Art, in all its splendid forms, is inspired by The Muse: That most elusive of creatures that only visits when she’s ready, that toys with emotions, that withdraws at inopportune moments when the artist’s concentration is lagging or more frustratingly when the artist has caught a glimpse of meaning but has been left alone, in the dark recesses of his own subconscious, to figure it out.
Josh Armijo, a self proclaimed man of pashion (passionate and stylish) has been visited by the elusive muse since the age of five. Born in Montana and an enrolled member of the Flathead Tribe, he grew up surrounded by extended family members who taught him to draw his reality as well as question it. This questioning spirit combined with a Flathead/Irish heritage has resulted in a fiery individual who has command of his creative gifts and can conduct his art like an orchestra: He achieves a symphony on canvas using light and color and the kind of ideas that most people wish they could express vocally, let alone visually.

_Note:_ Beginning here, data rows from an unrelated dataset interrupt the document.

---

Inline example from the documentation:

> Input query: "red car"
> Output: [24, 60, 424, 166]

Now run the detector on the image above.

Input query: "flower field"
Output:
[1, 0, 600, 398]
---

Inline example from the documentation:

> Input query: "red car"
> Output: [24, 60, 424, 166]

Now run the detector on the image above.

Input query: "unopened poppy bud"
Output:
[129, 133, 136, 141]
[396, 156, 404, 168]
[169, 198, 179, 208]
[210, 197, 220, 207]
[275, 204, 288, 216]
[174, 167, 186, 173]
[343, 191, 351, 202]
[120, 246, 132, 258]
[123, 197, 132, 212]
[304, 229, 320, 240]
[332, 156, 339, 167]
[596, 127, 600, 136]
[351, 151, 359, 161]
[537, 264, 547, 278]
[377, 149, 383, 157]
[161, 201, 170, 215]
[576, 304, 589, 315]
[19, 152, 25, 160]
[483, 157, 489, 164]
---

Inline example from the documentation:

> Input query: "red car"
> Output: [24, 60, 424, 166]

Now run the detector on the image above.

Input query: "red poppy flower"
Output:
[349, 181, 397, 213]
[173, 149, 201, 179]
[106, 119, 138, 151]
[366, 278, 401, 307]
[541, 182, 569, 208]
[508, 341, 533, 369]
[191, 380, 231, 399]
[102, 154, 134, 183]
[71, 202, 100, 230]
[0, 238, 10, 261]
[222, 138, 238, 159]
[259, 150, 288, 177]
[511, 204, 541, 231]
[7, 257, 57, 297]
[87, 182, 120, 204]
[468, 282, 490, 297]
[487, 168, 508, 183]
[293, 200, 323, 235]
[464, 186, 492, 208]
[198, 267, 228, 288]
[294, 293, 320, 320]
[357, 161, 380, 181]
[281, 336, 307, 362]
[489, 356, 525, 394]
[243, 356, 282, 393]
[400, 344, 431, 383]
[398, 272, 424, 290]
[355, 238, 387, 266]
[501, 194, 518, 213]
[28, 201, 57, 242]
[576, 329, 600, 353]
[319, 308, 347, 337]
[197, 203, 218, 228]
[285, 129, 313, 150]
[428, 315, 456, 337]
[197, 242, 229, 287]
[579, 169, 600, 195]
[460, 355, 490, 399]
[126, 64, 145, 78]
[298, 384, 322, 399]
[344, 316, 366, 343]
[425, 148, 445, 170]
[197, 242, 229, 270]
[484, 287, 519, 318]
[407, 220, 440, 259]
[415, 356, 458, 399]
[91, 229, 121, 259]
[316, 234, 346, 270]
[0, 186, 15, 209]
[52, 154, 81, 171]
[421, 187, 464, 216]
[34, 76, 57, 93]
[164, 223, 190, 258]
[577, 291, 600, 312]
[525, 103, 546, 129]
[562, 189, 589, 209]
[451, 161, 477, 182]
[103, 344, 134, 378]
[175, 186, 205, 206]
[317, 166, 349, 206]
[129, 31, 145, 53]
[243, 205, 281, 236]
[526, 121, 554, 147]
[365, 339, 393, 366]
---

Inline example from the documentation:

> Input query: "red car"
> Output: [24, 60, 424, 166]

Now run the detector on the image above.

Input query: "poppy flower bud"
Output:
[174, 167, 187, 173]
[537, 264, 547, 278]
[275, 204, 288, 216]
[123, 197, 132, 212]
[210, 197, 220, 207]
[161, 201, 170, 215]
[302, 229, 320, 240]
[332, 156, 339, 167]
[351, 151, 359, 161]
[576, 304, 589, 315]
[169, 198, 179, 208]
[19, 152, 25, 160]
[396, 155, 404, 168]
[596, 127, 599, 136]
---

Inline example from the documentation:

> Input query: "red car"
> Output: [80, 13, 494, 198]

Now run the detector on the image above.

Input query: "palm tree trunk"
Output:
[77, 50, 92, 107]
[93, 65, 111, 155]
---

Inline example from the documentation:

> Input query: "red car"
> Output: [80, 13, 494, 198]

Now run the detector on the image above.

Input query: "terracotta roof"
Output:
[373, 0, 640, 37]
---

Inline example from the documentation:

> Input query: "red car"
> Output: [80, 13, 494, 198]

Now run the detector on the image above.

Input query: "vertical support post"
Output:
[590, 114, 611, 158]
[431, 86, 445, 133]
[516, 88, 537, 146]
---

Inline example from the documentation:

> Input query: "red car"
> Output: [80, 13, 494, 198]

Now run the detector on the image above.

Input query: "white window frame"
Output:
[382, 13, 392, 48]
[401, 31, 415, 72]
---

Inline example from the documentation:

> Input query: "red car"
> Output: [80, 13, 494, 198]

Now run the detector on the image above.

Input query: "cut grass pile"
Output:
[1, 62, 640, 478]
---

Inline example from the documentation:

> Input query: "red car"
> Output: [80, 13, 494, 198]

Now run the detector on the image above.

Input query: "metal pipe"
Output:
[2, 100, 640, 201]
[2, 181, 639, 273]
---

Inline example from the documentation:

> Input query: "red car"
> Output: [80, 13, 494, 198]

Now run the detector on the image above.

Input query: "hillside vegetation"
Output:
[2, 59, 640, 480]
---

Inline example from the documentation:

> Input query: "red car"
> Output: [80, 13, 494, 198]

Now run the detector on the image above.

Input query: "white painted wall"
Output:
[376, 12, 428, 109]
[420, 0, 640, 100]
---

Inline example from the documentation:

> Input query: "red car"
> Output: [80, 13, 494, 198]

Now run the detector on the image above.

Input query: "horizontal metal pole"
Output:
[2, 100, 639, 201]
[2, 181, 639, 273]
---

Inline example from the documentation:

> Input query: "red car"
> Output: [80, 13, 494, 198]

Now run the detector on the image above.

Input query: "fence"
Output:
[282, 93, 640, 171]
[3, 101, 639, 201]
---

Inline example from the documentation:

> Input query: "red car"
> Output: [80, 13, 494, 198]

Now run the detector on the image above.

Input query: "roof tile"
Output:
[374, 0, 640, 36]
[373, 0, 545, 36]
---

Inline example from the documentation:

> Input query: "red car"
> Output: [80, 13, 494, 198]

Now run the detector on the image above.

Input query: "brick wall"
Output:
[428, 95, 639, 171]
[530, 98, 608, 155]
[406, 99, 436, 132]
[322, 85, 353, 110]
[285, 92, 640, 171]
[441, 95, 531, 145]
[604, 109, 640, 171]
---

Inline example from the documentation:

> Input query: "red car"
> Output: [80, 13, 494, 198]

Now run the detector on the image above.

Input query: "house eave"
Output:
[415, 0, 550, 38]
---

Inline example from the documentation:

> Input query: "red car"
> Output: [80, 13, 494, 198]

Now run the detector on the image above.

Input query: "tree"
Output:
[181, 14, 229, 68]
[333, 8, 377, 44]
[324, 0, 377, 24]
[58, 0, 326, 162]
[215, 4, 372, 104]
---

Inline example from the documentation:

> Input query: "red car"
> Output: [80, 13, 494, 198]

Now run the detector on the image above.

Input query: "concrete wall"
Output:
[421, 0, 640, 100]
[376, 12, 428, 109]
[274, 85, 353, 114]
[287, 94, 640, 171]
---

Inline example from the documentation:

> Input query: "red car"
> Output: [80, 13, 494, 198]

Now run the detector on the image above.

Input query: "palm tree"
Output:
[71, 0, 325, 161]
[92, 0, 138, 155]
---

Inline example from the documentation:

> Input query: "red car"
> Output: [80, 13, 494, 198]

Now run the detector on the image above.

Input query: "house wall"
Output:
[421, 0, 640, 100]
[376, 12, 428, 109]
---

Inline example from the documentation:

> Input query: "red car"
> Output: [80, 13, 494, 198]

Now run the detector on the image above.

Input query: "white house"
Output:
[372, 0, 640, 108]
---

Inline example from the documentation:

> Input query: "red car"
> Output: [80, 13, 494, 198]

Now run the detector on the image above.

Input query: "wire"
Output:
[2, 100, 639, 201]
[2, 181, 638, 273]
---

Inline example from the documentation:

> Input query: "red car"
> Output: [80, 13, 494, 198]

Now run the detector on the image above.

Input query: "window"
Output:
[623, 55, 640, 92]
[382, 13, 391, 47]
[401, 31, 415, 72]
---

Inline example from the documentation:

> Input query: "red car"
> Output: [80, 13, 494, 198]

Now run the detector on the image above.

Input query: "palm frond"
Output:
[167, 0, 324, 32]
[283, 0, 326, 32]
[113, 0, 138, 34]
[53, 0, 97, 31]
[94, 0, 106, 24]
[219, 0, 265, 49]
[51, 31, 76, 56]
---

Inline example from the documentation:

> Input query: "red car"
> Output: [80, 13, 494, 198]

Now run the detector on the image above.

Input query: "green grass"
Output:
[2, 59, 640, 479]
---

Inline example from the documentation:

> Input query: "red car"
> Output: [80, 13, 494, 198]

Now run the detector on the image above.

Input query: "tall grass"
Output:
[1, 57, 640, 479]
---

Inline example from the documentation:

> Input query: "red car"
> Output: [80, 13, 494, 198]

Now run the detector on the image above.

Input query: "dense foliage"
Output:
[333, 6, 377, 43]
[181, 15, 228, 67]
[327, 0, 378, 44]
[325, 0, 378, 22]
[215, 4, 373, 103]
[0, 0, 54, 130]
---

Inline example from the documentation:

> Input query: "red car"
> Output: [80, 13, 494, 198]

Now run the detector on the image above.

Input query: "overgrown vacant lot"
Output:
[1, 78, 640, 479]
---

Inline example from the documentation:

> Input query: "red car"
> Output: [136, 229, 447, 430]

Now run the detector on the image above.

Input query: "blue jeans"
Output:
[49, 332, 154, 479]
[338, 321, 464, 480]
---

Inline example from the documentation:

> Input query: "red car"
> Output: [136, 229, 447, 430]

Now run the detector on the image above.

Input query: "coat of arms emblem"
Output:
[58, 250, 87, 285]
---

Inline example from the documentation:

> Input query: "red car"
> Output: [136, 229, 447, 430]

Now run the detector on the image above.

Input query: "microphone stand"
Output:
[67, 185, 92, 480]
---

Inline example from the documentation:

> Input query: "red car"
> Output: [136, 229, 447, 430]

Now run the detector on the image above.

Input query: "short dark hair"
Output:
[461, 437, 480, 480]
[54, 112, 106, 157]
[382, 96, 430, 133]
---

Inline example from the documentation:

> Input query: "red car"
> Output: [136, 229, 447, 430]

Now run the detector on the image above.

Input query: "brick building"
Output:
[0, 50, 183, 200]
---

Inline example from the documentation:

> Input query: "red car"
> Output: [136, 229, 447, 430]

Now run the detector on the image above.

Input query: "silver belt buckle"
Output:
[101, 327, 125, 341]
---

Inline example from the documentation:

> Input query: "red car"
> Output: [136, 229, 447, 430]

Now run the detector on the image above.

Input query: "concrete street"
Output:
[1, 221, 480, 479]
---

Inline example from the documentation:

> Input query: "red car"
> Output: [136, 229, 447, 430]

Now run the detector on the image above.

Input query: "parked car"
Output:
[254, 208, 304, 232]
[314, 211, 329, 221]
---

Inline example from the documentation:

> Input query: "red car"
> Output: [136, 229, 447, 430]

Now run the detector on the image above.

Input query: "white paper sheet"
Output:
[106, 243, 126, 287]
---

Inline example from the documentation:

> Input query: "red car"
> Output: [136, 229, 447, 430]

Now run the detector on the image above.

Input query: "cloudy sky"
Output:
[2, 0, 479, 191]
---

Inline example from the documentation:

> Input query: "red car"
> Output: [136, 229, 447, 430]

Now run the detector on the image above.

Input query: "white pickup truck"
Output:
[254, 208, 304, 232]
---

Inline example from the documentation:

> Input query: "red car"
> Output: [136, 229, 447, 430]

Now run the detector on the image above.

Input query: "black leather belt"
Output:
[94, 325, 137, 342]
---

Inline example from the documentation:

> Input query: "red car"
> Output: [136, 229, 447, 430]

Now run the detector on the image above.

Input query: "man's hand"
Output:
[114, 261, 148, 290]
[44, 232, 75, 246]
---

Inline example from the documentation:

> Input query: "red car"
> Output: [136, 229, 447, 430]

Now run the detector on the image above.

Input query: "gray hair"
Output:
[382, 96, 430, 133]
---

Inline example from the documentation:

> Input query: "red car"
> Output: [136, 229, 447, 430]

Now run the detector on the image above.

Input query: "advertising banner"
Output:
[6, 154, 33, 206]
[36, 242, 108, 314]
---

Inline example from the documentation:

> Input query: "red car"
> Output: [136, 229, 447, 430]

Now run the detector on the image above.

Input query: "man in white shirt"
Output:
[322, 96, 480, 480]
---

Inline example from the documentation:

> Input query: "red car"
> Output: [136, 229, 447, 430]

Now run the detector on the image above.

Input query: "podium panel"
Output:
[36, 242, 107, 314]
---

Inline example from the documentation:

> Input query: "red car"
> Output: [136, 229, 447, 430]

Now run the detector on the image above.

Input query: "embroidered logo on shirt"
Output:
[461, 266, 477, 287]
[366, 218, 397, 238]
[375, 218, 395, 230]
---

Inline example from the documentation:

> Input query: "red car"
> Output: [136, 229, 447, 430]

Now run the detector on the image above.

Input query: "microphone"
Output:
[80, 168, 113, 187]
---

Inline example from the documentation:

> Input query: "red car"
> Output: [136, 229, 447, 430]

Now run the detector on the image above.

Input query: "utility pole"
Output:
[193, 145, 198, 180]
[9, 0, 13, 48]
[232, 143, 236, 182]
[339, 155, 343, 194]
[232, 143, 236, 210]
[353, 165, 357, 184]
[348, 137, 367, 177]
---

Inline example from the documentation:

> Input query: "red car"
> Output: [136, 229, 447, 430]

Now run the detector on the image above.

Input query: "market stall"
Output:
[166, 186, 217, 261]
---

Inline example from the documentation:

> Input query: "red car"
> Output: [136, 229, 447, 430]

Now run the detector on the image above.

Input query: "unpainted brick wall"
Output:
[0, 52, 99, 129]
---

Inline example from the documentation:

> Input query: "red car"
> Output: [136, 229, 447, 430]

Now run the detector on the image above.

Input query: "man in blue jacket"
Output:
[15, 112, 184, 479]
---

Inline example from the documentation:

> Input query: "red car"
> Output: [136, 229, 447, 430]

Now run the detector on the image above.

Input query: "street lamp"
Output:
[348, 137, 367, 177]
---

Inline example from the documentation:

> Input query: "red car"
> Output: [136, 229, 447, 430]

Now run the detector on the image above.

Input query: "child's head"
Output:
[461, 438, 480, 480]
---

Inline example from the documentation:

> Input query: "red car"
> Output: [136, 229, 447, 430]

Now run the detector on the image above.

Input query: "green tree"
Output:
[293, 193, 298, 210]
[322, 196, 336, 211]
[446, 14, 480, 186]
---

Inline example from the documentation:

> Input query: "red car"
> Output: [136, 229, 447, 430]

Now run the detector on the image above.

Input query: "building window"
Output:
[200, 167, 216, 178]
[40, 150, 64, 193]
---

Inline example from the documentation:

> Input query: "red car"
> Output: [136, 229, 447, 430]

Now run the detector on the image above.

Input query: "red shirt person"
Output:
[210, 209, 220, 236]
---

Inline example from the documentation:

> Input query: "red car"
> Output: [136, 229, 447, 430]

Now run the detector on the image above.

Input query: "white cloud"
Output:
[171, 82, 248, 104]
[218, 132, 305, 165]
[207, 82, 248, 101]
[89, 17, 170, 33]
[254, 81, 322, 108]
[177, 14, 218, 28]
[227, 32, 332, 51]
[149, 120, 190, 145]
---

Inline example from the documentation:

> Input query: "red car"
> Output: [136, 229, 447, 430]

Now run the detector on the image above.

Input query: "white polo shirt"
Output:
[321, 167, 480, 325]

This ability has not come without a painful growth process. Josh has never been the kind of man who could learn things the easy way. In fact his biggest obstacle on the road to creative success was to get out of the box by renouncing many self-imposed, childhood expectations, including the one about “Art is not a real job.” And of course the more popular, “Grow up, get married, have children and retire,” plan. No, Josh has learned his lessons in life the hard way, the way you have to learn them in order to understand why they are necessary.
And luckily for those of us who are avid admirers of Josh’s work, all those lessons have coalesced into a conscious collection of a life expressed. The gift of creativity has a way of enhancing a sense of the future and using past experiences as mile markers on a longer journey. After all, life is not about the end result, it’s what you achieve on the way.